Das sind Abende, die nicht zu Ende gehen dürften. Doch wir haben einen neuen Tag mit schwerem Wetter vor uns.

Eigentlich wollen wir nur nach Kastellorizo. Das sind nur ein paar Meilen. Es macht aber keinen Sinn zu segeln, da der Wind uns in die Bucht entgegen bläst. Und der kommt in Böen mit 9 bis 10 Beaufort.
Wir entschließen uns auszuruhen und noch eine Nacht in Kas zu bleiben. So nehmen wir uns vor, den vorigen Abend noch zu toppen. Ob das möglich ist?

Wir kaufen frischen Fisch und zaubern wie jeden Tag ein tolles Menü.
Dann geht es noch zum Kneipengang wobei wir in der “Dali”-Kneipe fast versacken.

Der nächste Tag verspricht schön zu werden und das Allerwichtigste: Es soll viel Wind aus West geben. Immerhin wollen wir nach Finike. Bis dorthin sind es 48 Seemeilen.
Halb zehn laufen wir aus und setzen die Segel. Leider verabschiedet sich die Rolleinrichtung für den Spi-Baum und das Unglück kommt nicht allein: Bei dieser Aktion verbiegt sich eine Relingstütze soweit, dass sie fast abbricht.
Vor Demre schläft der Wind ein und kommt plötzlich aus einer anderen Richtung. Jetzt müssen wir kreuzen! Diese Effekte kennen wir.
Wir schaffen es noch bis 3 Meilen vor den Hafen. Den Rest erledigt dann der Motor.
Anlegen gegen 16.00 Uhr.
Andreas beginnt sofort mit den Reparaturen, noch ehe die Crew etwas davon mitbekommt. Die Relingstütze ist um 16.30 Uhr schon wieder geschweißt und poliert, die Reparatur der Rolleinrichtung eingeleitet. Das kann aber erst morgen erledigt werden, da Metin, der die kleine Werkstatt am Hafen hat, auch mal Feierabend machen muss. Außerdem ist dazu noch etwas vorzubereiten.
Wir gehen toll essen und kaufen noch etwas für den nächsten Tag ein, da wir die folgende Nacht in einer Ankerbucht verbringen werden.
Am Abend wird wieder musiziert…..und, das sollte nicht unerwähnt bleiben, über die Welt philosophiert. Das ist manchmal nicht so einfach, da die Erfahrungen der Crewmitglieder aufgrund der stattlichen Alterunterschiede doch weit voneinander abweichen. Mit der entsprechenden Toleranz ist gegenseitiges Verständnis vorhanden. Es gibt ja immer etwas zu lernen…

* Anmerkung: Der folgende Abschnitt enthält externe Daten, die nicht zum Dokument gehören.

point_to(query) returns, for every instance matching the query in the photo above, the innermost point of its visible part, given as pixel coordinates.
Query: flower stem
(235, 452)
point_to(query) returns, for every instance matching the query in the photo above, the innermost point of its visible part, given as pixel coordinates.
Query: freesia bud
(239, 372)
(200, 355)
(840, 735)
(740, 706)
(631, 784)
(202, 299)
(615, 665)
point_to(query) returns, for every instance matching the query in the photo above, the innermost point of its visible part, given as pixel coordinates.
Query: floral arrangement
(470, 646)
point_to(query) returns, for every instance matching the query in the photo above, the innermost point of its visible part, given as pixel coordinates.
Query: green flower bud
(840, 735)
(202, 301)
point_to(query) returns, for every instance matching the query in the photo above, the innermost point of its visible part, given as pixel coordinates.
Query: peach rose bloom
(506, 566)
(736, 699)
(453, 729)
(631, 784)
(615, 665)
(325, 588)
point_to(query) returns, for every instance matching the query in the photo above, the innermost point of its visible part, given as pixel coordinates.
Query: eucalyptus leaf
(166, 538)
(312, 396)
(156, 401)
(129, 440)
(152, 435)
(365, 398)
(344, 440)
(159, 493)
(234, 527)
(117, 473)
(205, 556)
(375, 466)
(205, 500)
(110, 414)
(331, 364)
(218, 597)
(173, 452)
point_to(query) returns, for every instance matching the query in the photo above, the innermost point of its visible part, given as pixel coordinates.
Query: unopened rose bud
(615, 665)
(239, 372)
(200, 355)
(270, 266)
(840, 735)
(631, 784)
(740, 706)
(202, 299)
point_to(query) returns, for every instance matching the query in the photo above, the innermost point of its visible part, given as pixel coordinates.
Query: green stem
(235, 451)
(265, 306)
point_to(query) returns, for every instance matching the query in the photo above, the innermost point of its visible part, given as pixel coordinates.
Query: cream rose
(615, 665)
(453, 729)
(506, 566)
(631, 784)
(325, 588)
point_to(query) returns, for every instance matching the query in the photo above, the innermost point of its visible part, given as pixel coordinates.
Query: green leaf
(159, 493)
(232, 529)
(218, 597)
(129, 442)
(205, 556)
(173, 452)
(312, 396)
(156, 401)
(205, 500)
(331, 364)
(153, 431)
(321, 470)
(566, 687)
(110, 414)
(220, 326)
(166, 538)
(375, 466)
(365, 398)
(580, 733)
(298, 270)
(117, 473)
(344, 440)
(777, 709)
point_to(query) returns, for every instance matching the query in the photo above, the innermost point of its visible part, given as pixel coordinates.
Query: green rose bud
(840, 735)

Viele Meilen sind es nicht am nächsten Tag, doch die 5 Inseln haben es immer in sich. Nie weiß man, was dahinter kommt.
Aber wir können wunderbar segeln und haben etwa eine Motorstunde zu investieren. Freuen uns auch über die perfekte Reparatur des Spi-Baum Wagens.
Vor Cineviz nehmen wir die Segel runter und laufen in die Bucht ein. Wir sind die Einzigen. Das war noch nie da, Gitta ist das Ganze sogar ein bisschen unheimlich.
Wir lassen den Anker fallen und genießen den Abend. Davor nehmen wir aber noch ein ausgiebiges Bad.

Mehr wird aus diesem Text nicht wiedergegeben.